Ina Ferris is Professor Emeritus in the Department of English at the University of Ottawa.   She has written a series of important and influential contributions to Romantic Studies, particularly in the fields of book history and the history of the novel, for which she has received numerous deserved plaudits, including, most recently, the Distinguished Scholar Award of the Keats-Shelley Association of America.  Her major works include the monographs The Achievement of Literary Authority: Gender, History, and the Waverley Novels (Ithaca: Cornell University Press, 1991) and The Romantic National Tale and the Question of Ireland (Cambridge: Cambridge University Press, 2002).  In recent years, her research has focused on the book cultures of the late eighteenth and early nineteenth centuries, resulting in works including an edited volume for the Romantic Circles Praxis series on Romantic Libraries and a collection on Bookish Histories co-edited with Paul Keen.  One of the culminating achievements of this interest is her latest monograph, Book-Men, Book Clubs, and the Romantic Literary Sphere, which we discuss below and which was published in August by Palgrave Macmillan.

1) How did you first become interested in the idea of the bookman?

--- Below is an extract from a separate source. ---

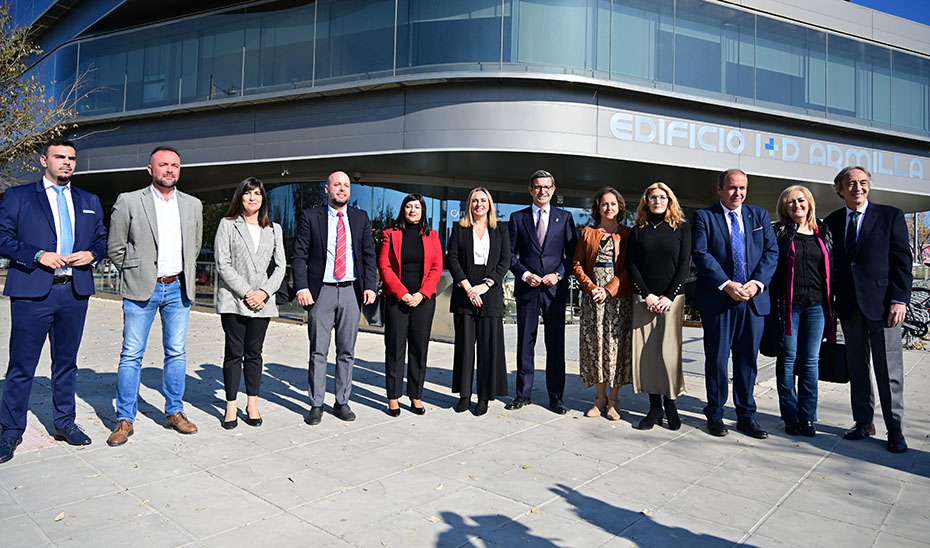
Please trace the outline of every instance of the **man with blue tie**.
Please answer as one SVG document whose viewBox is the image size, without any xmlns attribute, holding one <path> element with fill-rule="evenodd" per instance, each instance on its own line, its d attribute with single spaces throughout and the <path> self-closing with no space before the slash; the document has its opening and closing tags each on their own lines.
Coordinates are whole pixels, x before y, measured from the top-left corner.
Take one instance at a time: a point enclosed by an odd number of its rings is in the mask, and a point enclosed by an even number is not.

I’d been interested for some time in the intense bookishness of the early nineteenth century and I’d started by looking at familiar essayists such as Hunt and Lamb who made books and reading a focal point in their writing.  But in thinking more generally about how print was incorporated in the period I became more and more interested in a form of bookishness that hadn’t received much attention and was represented by bookmen who joined together to insert themselves in the circuit of book production and distribution as an alternative to the commercial market.

What sparked this turn was my running across the Bannatyne Club, the antiquarian printing club founded by Walter Scott in 1823 to print historical documents (a forerunner of the later learned printing societies).  Two things struck me as I did the research.  First, the club was formed not to read, discuss or collect books, as we might have expected, but to sponsor and produce books.  Second, the Bannatyne books came under surprisingly vehement attack from periodical reviewers and other commentators who derided or dismissed them as regressive ‘rubbish’.  The question was why they were so agitated in the first place by an inoffensive circle of bookmen and minor publications with restricted circulation.  I became interested in how bookmen, especially when they formed associations, functioned as flash points in literary culture not just because of their perverse attachment to the material book but because, in involving themselves in the making of books, they put into play an understanding of literary and disciplinary categories at variance with those sustaining the literary sphere.

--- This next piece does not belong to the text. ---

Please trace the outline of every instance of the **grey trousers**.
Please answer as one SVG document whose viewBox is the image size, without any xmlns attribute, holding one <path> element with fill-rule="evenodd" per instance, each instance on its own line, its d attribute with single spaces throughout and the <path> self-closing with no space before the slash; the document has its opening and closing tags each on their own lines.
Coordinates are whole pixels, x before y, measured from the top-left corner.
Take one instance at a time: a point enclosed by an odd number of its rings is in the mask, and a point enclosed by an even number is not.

2) You characterise the bookman as an outlier in the literary field, invested more fully in books themselves than in reading or in notions of literariness.  How does the liminality of the bookmen you examine serve to inform and enrich their perspectives?

The original title of my book was in fact Bookish Outliers: On the Borders of Literary Culture.  I wanted to foreground their position as figures detached from the centre of the literary sphere but not entirely removed from the sphere itself.  In relation to the question of perspective what this position means is that the bookmen’s location on the border put them in contact with contiguous spheres, letting them establish connections and introduce protocols and practices from neighbouring areas.  In this sense, their perspective was informed by a broader matrix of book production and practice, and one of my aims in the book was to draw attention to how this led to a different configuration of book, author and readers than what was being promulgated in literary circles.

One of the most striking examples in the book is Thomas Frognall Dibdin, founder of the elite bibliomaniac Roxburghe Club but also involved in the workaday world of the printing trades.  As a book designer as well as an author, Dibdin produced hybrid bibliographic volumes that embody his understanding of the book as the product of the printing arts as much as the writing arts.  What’s most interesting about them from a conceptual point of view is the way this understanding led Dibdin to make visible in his books what the modern book sought to make invisible.  He put print itself on flamboyant display, for example, and played with the format of the page.  He also credited by name printers and other craftspeople who contributed to the production, so that authorship in Dibdin is situated rather differently from authorship in the novels of Austen or even (despite their bookishness) in Scott’s historical romances.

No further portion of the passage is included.